The problem is..
...that information, data and the unbounded flow of more and more speech can be politicized — it can, that is, be woven into a narrative that constricts rather than expands the area of free, rational choice. When that happens — and it will happen often — transparency and the unbounded flow of speech become instruments in the production of the very inequalities (economic, political, educational) that the gospel of openness promises to remove. And the more this gospel is preached and believed, the more that the answer to everything is assumed to be data uncorrupted by interests and motives, the easier it will be for interest and motives to operate under transparency’s cover.

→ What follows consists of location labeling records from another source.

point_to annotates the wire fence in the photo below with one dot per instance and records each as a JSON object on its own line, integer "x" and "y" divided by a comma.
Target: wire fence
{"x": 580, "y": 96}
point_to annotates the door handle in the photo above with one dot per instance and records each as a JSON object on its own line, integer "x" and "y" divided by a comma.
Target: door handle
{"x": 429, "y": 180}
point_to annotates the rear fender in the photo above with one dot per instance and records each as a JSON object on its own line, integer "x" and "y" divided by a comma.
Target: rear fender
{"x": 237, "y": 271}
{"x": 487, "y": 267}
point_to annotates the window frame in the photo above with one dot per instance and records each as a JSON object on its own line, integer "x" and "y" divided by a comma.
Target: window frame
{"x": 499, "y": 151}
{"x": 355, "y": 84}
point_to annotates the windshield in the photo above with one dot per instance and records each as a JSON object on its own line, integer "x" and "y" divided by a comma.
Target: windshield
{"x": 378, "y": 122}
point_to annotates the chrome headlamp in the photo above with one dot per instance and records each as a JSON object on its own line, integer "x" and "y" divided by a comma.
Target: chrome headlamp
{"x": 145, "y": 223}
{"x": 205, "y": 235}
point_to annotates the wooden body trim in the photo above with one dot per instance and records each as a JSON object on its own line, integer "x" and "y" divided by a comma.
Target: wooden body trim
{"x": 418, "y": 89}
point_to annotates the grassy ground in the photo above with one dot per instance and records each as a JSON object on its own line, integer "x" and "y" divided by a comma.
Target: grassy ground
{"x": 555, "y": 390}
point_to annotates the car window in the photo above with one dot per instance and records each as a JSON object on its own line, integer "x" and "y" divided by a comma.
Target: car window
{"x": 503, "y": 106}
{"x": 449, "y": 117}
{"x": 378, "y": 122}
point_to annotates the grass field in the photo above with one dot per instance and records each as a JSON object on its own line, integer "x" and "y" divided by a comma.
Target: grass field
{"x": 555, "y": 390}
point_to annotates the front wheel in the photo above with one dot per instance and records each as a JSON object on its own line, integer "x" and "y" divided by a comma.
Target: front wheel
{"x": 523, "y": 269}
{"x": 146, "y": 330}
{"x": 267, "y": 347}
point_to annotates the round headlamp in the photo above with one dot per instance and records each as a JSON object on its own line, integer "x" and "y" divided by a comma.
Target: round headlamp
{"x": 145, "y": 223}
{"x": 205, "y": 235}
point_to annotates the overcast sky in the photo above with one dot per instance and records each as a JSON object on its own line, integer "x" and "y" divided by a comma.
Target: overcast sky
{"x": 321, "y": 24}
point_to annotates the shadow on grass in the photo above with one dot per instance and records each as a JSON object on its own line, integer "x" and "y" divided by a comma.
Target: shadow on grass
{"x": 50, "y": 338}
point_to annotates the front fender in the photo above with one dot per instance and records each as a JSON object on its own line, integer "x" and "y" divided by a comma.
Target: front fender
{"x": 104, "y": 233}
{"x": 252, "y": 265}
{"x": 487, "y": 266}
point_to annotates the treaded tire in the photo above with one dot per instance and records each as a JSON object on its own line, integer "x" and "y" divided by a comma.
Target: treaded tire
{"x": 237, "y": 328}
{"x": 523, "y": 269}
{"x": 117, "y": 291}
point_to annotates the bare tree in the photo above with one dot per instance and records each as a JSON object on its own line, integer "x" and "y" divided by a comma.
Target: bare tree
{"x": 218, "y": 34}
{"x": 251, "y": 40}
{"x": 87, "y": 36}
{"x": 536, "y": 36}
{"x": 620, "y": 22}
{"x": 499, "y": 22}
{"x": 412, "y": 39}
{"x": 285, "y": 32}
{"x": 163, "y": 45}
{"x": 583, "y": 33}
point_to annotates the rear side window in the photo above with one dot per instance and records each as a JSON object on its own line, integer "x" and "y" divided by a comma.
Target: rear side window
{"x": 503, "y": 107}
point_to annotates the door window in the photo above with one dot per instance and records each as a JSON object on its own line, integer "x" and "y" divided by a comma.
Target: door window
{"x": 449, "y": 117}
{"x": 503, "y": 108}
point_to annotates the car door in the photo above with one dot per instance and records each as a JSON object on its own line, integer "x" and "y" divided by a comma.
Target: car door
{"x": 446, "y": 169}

This is so because speech and data presented as if they were independent of any mechanism of selectivity will float free of the standards of judgment that are always the content of such mechanisms. Removing or denying the existence of gatekeeping procedures will result not in a fair and open field of transparency but in a field where manipulation and deception find no obstacles. Because it is an article of their faith that politics are bad and the unmediated encounter with data is good, internet prophets will fail to see the political implications of what they are trying to do, for in their eyes political implications are what they are doing away with.
...human difference is irreducible, and there is no “neutral observation language” (a term of the philosopher Thomas Kuhn’s in his 1962 book “The Structure of Scientific Revolutions”) that can bridge, soften, blur and even erase the differences. When people from opposing constituencies clash there is no common language to which they can refer their differences for mechanical resolution; there are only political negotiations that would involve not truth telling but propaganda, threats, insults, deceptions, exaggerations, insinuations, bluffs, posturings — all the forms of verbal manipulation that will supposedly disappear in the internet nirvana.
They won’t. Indeed, they will proliferate because the politically angled speech that is supposedly the source of our problems is in fact the only possible route to their (no doubt temporary) solution. Speech proceeding from a point of view can at least be recognized as such and then countered. You say, “I know where those guys are coming from, and here are my reasons for believing that we should be coming from some place else” — and dialogue begins. It is dialogue inflected by interests and agendas, but dialogue still. But when speech (or information or data) is just sitting there inert, unattached to any perspective, when there are no guidelines, monitors, gatekeepers or filters, what you have are innumerable bits (like Lego) available for assimilation into any project a clever verbal engineer might imagine; and what you don’t have is any mechanism that can stop or challenge the construction project or even assess it. What you have, in short, are the perfect conditions for the unchecked proliferation of what has come to be called “fake news.”